Poco a poco la cruel sonrisa del joven se fue desvaneciendo hasta que su rostro se volvió totalmente inexpresivo.
—Buenas tardes y gracias por su atención —dijo al jubilado mientras se marchaba.
— ¡Y quién narices eres tú! ¿Por qué te dedicas a hacerle esto a la gente? ¿Qué provecho sacas con hacerles daño a los demás recordándole sus miserias? —le gritó don Luis al desconocido que se alejó unos metros dándole la espalda.
Al oír que el anciano comenzó a hiperventilar como lo hacen quienes están próximos a un desvanecimiento, se detuvo y se volvió muy despacio.
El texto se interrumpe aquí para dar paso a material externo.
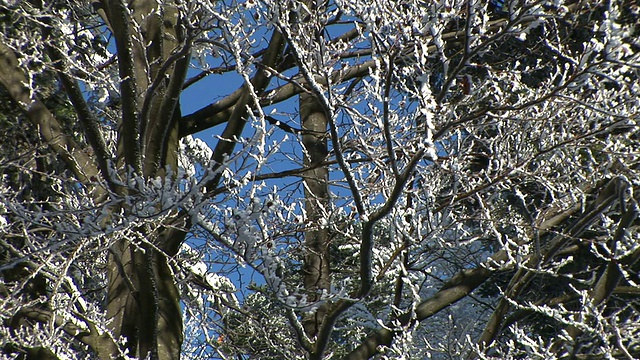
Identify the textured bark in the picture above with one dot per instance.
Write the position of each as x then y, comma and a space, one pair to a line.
316, 190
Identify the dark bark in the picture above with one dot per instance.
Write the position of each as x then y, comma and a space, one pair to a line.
316, 275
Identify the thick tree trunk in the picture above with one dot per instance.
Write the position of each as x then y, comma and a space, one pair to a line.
316, 190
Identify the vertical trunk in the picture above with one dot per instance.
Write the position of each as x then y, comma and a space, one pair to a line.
316, 190
143, 302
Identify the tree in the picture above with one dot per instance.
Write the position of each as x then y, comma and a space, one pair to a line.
468, 165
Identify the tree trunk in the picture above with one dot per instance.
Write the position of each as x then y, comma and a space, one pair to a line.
316, 191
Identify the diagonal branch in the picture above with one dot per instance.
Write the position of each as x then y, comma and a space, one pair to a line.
13, 78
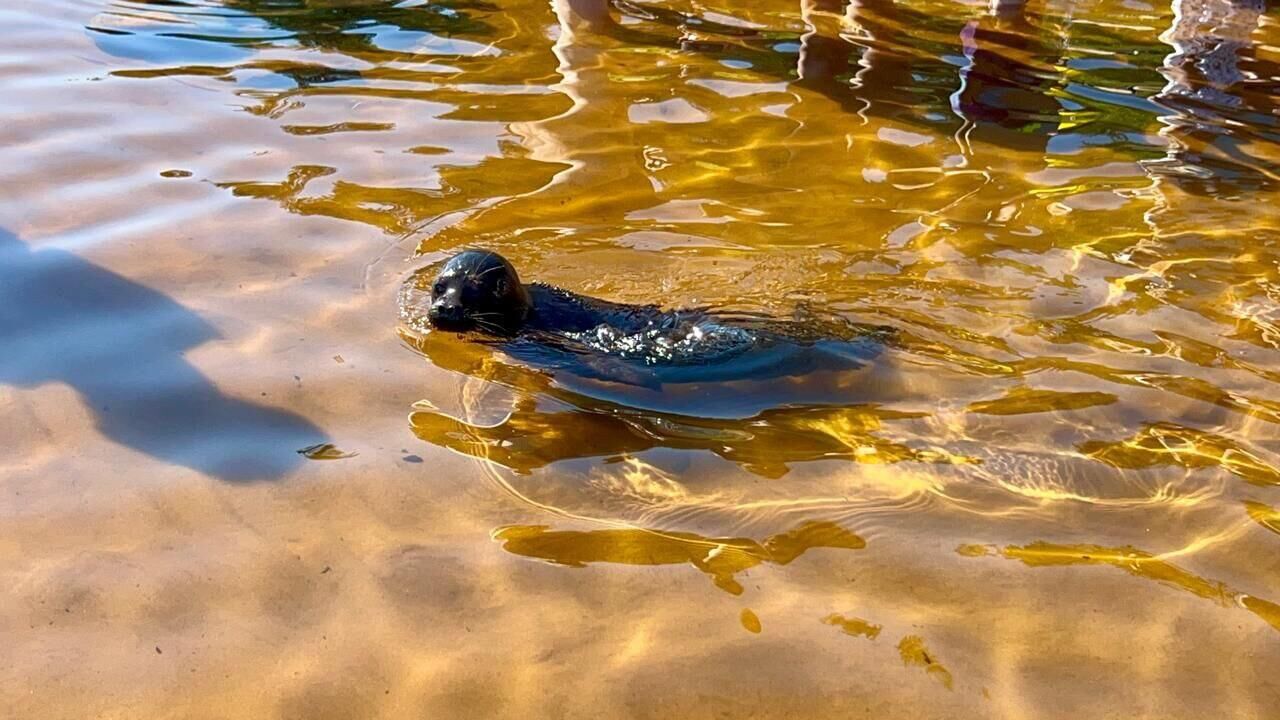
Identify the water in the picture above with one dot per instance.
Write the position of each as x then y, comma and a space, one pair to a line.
1055, 496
— ¿Que quién soy y por qué hago esto, me pregunta? ¿Quiere saberlo? —dijo el desconocido mientras volvía a sonreír con la misma crueldad que antes—Pues bien, hace muchos años, más de los que se pueda imaginar, era un joven que vivía como lo haría cualquier otro. Era estudiante de medicina y me gustaba, como a mis compañeros, divertirme, salir con chicas y, en fin, todo lo que haría cualquier muchacho en cualquier época. Pero un día, al igual que le ha sucedido hoy a usted, un desconocido me reveló un secreto que me hizo mucho daño, tanto como imagino que le habrá causado cuanto le he dicho. Ese individuo, cuya identidad nunca llegué a conocer, me dijo que las molestias que con frecuencia me notaba, y que yo achacaba a una simple gastroenteritis, en realidad, tenían su origen en un problema muy serio. Un problema, que al igual que le ha sucedido a usted, se debía a una dieta desordenada y escasa, la única que nos permitía la postguerra, y también a un consumo excesivo de vino, tal vez el mejor aliado que encontré para aliviar mis penas en aquellos momentos. Y ya ve: sin apenas darme cuenta, en cuestión de unos meses, dejé de ser un estudiante más que frecuentaba los cines de barrio los domingos por la tarde para ver películas que quizá usted haya visto de niño, de muy niño, para convertirme en un desconocido como el que me reveló ese terrible secreto.